Computing power has also grown by leaps and bounds in recent years, allowing data scientists to take advantage of more data than ever before. "The scale of problems you can address where the answer is not a formula has gotten bigger," Cooper says. "Of course, the more things you put into a model, the more you have to estimate–so 'more complicated' is not always better. But in the past, even if you had a nice model for multiple products, you had no hope of doing computation. I suppose that there will always be data sets that are too large for certain types of analyses. But as computing power increases, it is possible to do more and more."



Data analytics is also changing the face of healthcare and medicine. For example, ISyE Professor Kevin Leder recently began a collaboration with researchers at the University of Oslo to determine the best course of treatment for patients with multiple myeloma. Often, after a period of use, a drug will no longer work effectively for a patient, so providers must decide which drug to use next.

"There are a lot of drug choices," Leder says. "After the patient has gone through ten drugs, it's kind of a guess what drug should be used for the best outcome. Our goal is to create algorithms that use multiple myeloma patient history and in vitro experiments to determine a recommended course of therapy for the patient."

Data analytics has improved greatly with the advent of machine learning, Leder says. Data sets have gotten better and computing power has increased. "We're learning the answers to questions that we couldn't answer all that well before," he says. "Eventually, we hope to get to the point in medicine where we can say, yes this is the right treatment, based on data."

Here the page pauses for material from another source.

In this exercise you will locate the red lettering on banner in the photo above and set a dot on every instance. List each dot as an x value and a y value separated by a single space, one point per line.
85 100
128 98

But the effectiveness of data analytics, of course, is based on its design. One challenge in determining the best course of treatment is the need to predict outliers. "Tumors are generally very complex and heterogeneous entities, so we have a problem where sequencing the tumor doesn't tell us the whole picture," Leder says. "Imagine a tumor has 100 billion cells and you sequence the tumor to know what drug to take. Your sequencing says take drug A, but there is a subpopulation in the tumor of size 100 million
cells (0.1% of cells) that is resistant to drug A. It is hard to imagine a way we can figure out how to identify the presence of that 'tiny' subpopulation resistant to drug A. I think we'll figure it out eventually, but right now it seems hard."



Increasingly, the data available to researchers is so overwhelming that it's hard to know what to look for at first. Fortunately, machine learning provides an opportunity to search for the proverbial "needle in the haystack."

ISyE Professor Shuzhong Zhang is among those who are hoping to discern patterns in medical data that will allow medical providers or physicians to predict conditions like lung cancer and Alzheimer's in their early stages—when intervention can significantly alter the outcome for the patient. "It's easy to gather the data, but difficult to figure out how to meaningfully compare indicators from different sources," says Zhang, whose specialty is the design and analysis of optimization algorithms.

“Data is the way to help us out of this problem.”

—Shuzhong Zhang, ISyE Professor 

Zhang is collaborating with researchers at Arkansas State University to discern patterns in DNA sequences and CT images that, taken together, can alert doctors to the likelihood of Alzheimer's. "CT scans are very large, which can be a challenge," Zhang says. "The number of variables can be in the millions, and there may be a lot of noise in the data."

DNA sequences are more straightforward, but figuring out how to use the data jointly is the ultimate—and as yet elusive—point of the project. "If we can unlock the connection, we can reinforce confidence in our predictions of early stage Alzheimer's," Zhang says. "Data is the way to help us out of this problem."

As our ability to use markers to predict disease improves data analytics my lead us to individualized medicine, Zhang says. "Perhaps someday we'll be designing specific cancer treatments for individuals," he says.

Joel Hoekstra is a Minneapolis-based writer.